Summary of the invention
Primary and foremost purpose of the present invention is that the shortcoming overcoming prior art is with not enough, provides a kind of screening method of aptamer of selectively targeted stomach cancer cell; The method is based on cell-SELEX technology, and for stomach cancer cell, going out with the DNA library screening of external synthesis can the adaptor sequence of specific recognition stomach cancer cell.
Another object of the present invention is to the aptamer that the selectively targeted stomach cancer cell obtained by above-mentioned screening method is provided.
Another object of the present invention is the application of the aptamer providing above-mentioned selectively targeted stomach cancer cell.
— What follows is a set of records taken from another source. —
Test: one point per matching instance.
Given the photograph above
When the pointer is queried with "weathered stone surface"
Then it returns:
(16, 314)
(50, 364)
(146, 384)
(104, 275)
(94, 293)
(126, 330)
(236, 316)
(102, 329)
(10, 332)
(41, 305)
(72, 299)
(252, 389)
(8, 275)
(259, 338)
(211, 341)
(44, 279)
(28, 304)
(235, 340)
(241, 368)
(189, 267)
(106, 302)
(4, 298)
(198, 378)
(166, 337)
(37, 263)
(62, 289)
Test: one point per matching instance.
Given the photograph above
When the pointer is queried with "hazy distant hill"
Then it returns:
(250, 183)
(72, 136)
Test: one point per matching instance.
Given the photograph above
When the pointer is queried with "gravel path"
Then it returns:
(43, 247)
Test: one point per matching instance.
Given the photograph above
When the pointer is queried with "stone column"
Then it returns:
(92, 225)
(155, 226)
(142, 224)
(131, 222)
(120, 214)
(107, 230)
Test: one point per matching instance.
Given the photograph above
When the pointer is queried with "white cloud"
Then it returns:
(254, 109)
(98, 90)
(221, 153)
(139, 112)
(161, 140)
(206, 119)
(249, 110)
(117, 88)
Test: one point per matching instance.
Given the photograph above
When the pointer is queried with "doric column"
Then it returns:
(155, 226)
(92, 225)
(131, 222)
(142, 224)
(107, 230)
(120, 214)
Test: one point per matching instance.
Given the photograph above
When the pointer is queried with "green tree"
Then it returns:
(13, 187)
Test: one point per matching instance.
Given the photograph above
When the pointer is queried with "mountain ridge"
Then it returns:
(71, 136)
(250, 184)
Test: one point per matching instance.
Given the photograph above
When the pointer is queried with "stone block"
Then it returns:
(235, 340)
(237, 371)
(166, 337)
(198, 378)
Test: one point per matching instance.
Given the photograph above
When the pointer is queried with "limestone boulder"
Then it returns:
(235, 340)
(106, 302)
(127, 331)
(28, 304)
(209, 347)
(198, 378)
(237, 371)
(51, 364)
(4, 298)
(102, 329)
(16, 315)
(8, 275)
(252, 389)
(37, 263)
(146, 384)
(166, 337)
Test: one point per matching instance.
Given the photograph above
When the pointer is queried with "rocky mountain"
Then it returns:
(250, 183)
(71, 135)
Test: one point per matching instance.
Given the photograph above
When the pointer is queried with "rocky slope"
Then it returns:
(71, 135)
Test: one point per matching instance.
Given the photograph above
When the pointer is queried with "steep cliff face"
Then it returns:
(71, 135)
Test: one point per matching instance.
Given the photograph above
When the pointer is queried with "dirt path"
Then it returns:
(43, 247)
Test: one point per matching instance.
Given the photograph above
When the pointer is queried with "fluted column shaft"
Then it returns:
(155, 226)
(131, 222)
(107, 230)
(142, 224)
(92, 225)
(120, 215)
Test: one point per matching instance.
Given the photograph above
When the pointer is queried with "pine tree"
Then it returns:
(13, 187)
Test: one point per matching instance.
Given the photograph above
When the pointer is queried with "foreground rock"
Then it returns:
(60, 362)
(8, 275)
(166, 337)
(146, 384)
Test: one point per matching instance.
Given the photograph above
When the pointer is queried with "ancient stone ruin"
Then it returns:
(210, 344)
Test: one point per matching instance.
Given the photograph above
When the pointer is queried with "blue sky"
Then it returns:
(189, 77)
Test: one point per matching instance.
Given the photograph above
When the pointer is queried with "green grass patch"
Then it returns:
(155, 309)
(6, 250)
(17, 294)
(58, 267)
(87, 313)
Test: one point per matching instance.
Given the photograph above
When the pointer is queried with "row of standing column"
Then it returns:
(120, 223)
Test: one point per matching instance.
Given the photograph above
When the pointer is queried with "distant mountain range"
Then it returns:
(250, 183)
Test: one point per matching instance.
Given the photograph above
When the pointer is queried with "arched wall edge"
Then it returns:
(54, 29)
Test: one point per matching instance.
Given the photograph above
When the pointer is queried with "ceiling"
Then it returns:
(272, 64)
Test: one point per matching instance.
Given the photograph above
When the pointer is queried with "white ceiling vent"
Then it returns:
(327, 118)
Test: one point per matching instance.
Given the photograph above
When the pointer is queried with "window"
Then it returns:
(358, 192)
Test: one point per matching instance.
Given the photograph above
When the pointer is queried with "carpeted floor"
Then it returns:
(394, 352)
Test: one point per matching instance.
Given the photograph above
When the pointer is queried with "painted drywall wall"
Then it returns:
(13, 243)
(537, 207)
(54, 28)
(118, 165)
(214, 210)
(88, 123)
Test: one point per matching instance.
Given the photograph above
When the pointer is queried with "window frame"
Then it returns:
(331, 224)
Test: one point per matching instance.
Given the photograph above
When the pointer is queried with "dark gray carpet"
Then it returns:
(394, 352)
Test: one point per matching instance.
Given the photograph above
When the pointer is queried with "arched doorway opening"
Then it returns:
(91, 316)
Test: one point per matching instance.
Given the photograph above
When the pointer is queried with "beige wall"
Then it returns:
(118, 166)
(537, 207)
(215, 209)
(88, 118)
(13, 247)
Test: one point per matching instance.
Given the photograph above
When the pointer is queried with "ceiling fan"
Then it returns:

Object of the present invention is achieved through the following technical solutions:
A screening method for the aptamer of selectively targeted stomach cancer cell, based on cell-SELEX technology, comprise the steps: to adopt gastric carcinoma cells SGC7901 cell as target cell, people Gastric Mucosal Cells GES-1 cell is as anti-sieve cell; The volume of the amount of anti-sieve cell, elution time and elutriant is constantly increased in anti-sieved journey; Meanwhile, shorten the incubation time of target cell gradually, the incubation time of the anti-sieve cell of proper extension; By the screening of number wheel, obtain with stomach cancer cell specific binding and the high sequence of bonding force, namely obtain the aptamer of selectively targeted stomach cancer cell.Described elutriant is preferably Du Shi phosphoric acid buffer.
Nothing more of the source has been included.